Actes Sud publie le « premier roman » de Javier Cercas, Le Mobile, texte tiré d’un recueil de nouvelles dont l’auteur espagnol n’a conservé que celle-ci, se repentant des quatre autres (« par bonheur presque personne ne les a lus » écrit-il humblement dans sa note de fin de livre). Dans cette même note, il se demande : « J’ignore si le récit qui donnait le titre à ce recueil et que j’ai décidé de conserver ici est meilleur que les autres ; mais je sais que c’est le seul dans lequel je me reconnais non sans une certaine gêne et le seul, même si un écrivain finit presque toujours par se repentir de son premier livre publié, dont je ne me suis pas encore repenti. Il se peut que ce soit une erreur. » Fort bien.
Alvaro, vit dans un immeuble, petitement puisqu’il a choisi de sacrifier sa carrière professionnelle à don amour immodéré de la littérature, à laquelle il se livre avec le plus grand sérieux : « Alvaro prenait son travail au sérieux. Chaque jour il se levait ponctuellement à huit heures. Il finissait de se réveiller sous une douche d’eau glacée et descendait au supermarché acheter du pain et le journal. De retour chez lui, il préparait du café, des tartines grillées avec du beurre et de la confiture et il petit-déjeunait dans la cuisine, en feuilletant le journal et en écoutant la radio. A neuf heures, il s’asseyait à son bureau, prêt à commencer sa journée de travail. » (incipit) Son projet est d’écrire une oeuvre ambitieuse pour ouvrir une voie et pour cela, car les grands écrivains se reconnaissent à leurs lectures, il met ce premier roman sous l’autorité de Flaubert (petite pose dans le compte rendu de ce « roman », je l’ai choisi car, justement, mon second texte long, en cours, est l’histoire d’un homme qui, sans connaître Gustave Flaubert – il en a seulement entendu parler au bistrot, par un prof de lettres avec qui il boit parfois un coup – entame, sous l’égide de l’écrivain normand – le livre sur rien -, un cahier dans lequel il rend compte de son observation quotidienne d’un mur).
Ensuite, comme le roman du personnage principal se passe dans un immeuble, Alvaro va aller chercher le réalisme de son texte et ses personnages dans son environnement proche. J’arrête là le résumé du texte. Alvaro va faire la connaissance de trois de ses voisins et de la concierge de l’immeuble et, bien sûr, les choses ne vont pas passer aussi bien qu’il l’aurait souhaité, sinon il n’y aurait pas d’intrigue.

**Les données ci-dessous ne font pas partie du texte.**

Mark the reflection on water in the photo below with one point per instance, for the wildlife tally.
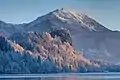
(62, 78)
(79, 76)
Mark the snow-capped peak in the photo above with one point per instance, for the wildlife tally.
(65, 14)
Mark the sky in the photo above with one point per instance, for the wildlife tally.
(106, 12)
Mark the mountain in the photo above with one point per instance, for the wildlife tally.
(88, 36)
(63, 18)
(75, 38)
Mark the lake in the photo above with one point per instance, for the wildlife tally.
(63, 76)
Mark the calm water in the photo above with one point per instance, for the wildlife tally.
(72, 76)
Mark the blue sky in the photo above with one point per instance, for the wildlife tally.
(106, 12)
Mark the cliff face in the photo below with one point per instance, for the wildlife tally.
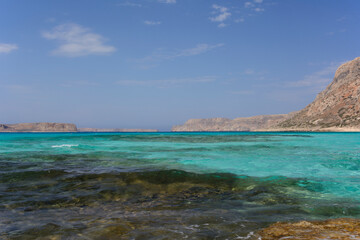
(38, 127)
(237, 124)
(337, 107)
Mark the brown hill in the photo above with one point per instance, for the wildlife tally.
(237, 124)
(38, 127)
(335, 108)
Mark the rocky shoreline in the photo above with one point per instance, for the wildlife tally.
(336, 229)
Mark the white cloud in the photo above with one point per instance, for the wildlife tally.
(248, 4)
(166, 82)
(7, 48)
(129, 4)
(254, 5)
(240, 20)
(222, 13)
(259, 9)
(76, 41)
(167, 1)
(152, 22)
(198, 49)
(161, 54)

Le texte de Cercas se lit vite (moins de quatre-vingt pages), mais hélas on n’en sort ni estomaqué ni convaincu. La fin est surprenante pour qui aurait pensé naïvement que la logique ne l’emporterait pas et l’on se dit que le prétexte littéraire du début a fait long feu, que c’est bien un texte de jeunesse qu’on vient de lire et qu’il est sans doute préférable d’aborder l’oeuvre de Cercas par des romans de sa maturité littéraire si l’on veut se faire un idée plus précise de son apport à la littérature. Et nous revenons, avant de vous déconseiller d’acquérir ce livre (13,80 euros pour 80 pages, mieux vaut sans doute le voler ou l’emprunter), à la note d’auteur : « Mais il se peut aussi que Cesar Aira ait raison quand il prétend que tout écrivain est soumis à la loi des rendements décroissants, selon laquelle « il est de plus en plus difficile de réaliser par la suite ce qui n’a pas été réalisé à la première tentative », parce que les astuces que le temps nous octroie, il nous les fait payer en fraîcheur et en vitalité. Si cela est vrai, et je ne vois pas pourquoi ce ne serait pas le cas, ce livre est mon meilleur livre. » Il vaut donc peut-être mieux passer son chemin et ne pas insister avec l’oeuvre de Javier Cercas. Je lirai toutefois son recueil d’essais littéraires, dont la critique dit grand bien, Le Point aveugle. Et m’en tiendrai sans doute là.